The distinction between the two is not well specified. If I own an apartment I can rent it out or I can live in it. If I own an art collection I can hang it in my house or charge others to see it. Cash in bank accounts is lent out by banks to form investments in other firms and projects. Land might be used for long walks or used for farming, natural resource extraction, or simply held for future development. Nevertheless, a useful distinction in the spirit of your question is between inputs to production and "Durable Consumption". Durable consumption goods are a form of consumption good that is provides a stream of consumption services rather than totally consumed by the act of consumption. Contrast a car (durable consumption good) with a vacation (a service, which is a kind of non-durable consumption).

Here is the St. Louis Fed on Factors of Production - The Economic Lowdown Podcast Series, Episode 2

The first factor of production is land, but this includes any natural resource used to produce goods and services. This includes not just land, but anything that comes from the land. Some common land or natural resources are water, oil, copper, natural gas, coal, and forests. Land resources are the raw materials in the production process. These resources can be renewable, such as forests, or nonrenewable such as oil or natural gas. The income that resource owners earn in return for land resources is called rent.

The second factor of production is labor. Labor is the effort that people contribute to the production of goods and services. Labor resources include the work done by the waiter who brings your food at a local restaurant as well as the engineer who designed the bus that transports you to school. It includes an artist's creation of a painting as well as the work of the pilot flying the airplane overhead. If you have ever been paid for a job, you have contributed labor resources to the production of goods or services. The income earned by labor resources is called wages and is the largest source of income for most people.

The third factor of production is capital. Think of capital as the machinery, tools and buildings humans use to produce goods and services. Some common examples of capital include hammers, forklifts, conveyer belts, computers, and delivery vans. Capital differs based on the worker and the type of work being done. For example, a doctor may use a stethoscope and an examination room to provide medical services. Your teacher may use textbooks, desks, and a whiteboard to produce education services. The income earned by owners of capital resources is interest.

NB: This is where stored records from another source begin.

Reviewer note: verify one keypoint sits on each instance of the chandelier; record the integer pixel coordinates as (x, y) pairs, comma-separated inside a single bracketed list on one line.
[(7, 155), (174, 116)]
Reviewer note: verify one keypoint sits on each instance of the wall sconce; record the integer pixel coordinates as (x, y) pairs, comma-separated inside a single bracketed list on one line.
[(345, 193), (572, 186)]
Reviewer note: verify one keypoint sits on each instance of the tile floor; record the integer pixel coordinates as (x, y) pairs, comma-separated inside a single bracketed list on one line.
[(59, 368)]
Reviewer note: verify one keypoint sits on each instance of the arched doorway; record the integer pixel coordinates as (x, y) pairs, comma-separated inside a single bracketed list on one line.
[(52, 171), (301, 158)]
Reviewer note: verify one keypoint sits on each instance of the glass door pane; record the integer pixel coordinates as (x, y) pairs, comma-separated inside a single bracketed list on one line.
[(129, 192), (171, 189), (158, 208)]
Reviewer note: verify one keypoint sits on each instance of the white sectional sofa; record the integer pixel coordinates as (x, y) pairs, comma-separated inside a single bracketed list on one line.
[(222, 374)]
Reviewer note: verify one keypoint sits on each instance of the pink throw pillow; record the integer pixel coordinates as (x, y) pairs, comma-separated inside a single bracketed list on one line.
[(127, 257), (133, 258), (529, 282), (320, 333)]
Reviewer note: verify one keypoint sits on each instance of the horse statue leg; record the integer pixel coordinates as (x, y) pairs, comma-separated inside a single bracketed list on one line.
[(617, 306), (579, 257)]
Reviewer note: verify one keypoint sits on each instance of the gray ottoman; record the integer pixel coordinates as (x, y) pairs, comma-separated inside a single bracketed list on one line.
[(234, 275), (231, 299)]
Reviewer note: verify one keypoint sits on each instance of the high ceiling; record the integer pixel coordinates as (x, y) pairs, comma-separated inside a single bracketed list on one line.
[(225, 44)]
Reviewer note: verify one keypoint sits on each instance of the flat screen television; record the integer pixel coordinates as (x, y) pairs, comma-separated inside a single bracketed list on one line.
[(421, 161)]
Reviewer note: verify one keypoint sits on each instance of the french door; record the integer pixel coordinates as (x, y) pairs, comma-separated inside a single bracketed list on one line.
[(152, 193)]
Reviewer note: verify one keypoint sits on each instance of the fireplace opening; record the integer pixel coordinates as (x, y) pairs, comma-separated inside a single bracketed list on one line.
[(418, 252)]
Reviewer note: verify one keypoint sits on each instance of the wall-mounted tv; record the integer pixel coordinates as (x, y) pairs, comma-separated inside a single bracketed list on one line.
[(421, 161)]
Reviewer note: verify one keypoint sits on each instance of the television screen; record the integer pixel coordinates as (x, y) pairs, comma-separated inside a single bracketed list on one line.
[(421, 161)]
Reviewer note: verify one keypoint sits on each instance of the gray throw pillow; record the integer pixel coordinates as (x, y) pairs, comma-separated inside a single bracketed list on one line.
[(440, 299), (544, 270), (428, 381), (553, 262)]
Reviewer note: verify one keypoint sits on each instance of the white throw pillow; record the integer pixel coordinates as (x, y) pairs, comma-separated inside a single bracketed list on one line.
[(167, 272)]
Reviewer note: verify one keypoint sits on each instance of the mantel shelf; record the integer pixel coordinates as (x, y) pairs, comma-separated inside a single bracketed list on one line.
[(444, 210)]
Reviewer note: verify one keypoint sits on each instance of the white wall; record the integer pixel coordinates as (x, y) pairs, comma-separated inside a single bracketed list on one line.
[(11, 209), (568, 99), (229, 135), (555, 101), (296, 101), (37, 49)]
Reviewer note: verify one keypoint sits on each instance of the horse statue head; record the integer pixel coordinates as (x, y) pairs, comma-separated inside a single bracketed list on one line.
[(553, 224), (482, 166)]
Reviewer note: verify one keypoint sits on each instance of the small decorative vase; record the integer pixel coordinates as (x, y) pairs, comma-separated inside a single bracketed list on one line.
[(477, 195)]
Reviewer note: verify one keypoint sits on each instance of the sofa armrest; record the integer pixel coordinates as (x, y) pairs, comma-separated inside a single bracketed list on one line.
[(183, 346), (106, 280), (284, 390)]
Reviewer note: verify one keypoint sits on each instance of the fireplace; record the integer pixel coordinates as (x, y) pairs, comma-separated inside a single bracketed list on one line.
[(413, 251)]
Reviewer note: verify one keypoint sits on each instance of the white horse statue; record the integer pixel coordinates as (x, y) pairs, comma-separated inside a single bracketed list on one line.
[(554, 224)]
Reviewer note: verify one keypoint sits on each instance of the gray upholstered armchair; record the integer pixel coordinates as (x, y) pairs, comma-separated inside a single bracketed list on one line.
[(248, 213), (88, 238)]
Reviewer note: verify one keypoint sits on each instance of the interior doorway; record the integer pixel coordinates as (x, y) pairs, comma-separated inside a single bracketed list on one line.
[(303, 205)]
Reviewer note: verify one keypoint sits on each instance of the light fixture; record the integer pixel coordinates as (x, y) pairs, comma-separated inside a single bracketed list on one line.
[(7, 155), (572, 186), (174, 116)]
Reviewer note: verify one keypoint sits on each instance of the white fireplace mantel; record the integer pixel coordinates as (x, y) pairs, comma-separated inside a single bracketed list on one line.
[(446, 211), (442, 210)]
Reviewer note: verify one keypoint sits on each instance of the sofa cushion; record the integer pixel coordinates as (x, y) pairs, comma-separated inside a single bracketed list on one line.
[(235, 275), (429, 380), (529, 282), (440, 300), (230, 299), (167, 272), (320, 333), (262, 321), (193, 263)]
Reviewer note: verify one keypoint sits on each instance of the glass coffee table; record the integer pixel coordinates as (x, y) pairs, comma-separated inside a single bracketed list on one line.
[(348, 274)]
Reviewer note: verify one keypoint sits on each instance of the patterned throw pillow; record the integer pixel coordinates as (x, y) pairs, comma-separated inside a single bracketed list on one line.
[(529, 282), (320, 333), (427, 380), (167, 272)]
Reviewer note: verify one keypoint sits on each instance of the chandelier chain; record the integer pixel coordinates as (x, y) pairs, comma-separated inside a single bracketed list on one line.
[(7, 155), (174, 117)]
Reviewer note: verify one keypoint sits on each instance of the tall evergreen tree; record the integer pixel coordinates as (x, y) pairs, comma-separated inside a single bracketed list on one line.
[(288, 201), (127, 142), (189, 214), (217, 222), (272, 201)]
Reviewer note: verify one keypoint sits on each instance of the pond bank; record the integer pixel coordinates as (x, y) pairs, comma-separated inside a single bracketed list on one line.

The fourth factor of production is entrepreneurship. An entrepreneur is a person who combines the other factors of production - land, labor, and capital - to earn a profit. The most successful entrepreneurs are innovators who find new ways produce goods and services or who develop new goods and services to bring to market. Without the entrepreneur combining land, labor, and capital in new ways, many of the innovations we see around us would not exist. Think of the entrepreneurship of Henry Ford or Bill Gates. Entrepreneurs are a vital engine of economic growth helping to build some of the largest firms in the world as well as some of the small businesses in your neighborhood. Entrepreneurs thrive in economies where they have the freedom to start businesses and buy resources freely. The payment to entrepreneurship is profit.

A person might have a great deal of wealth, but all of it held in durable consumption goods which they are using (the British royal family might be a good example of this type). Another person might have little consumption of any sort, but own lots of capital, land, and entrepreneurship (Hetty Green is a famous example of this type, but so might be Warren Buffet, at least relatively speaking).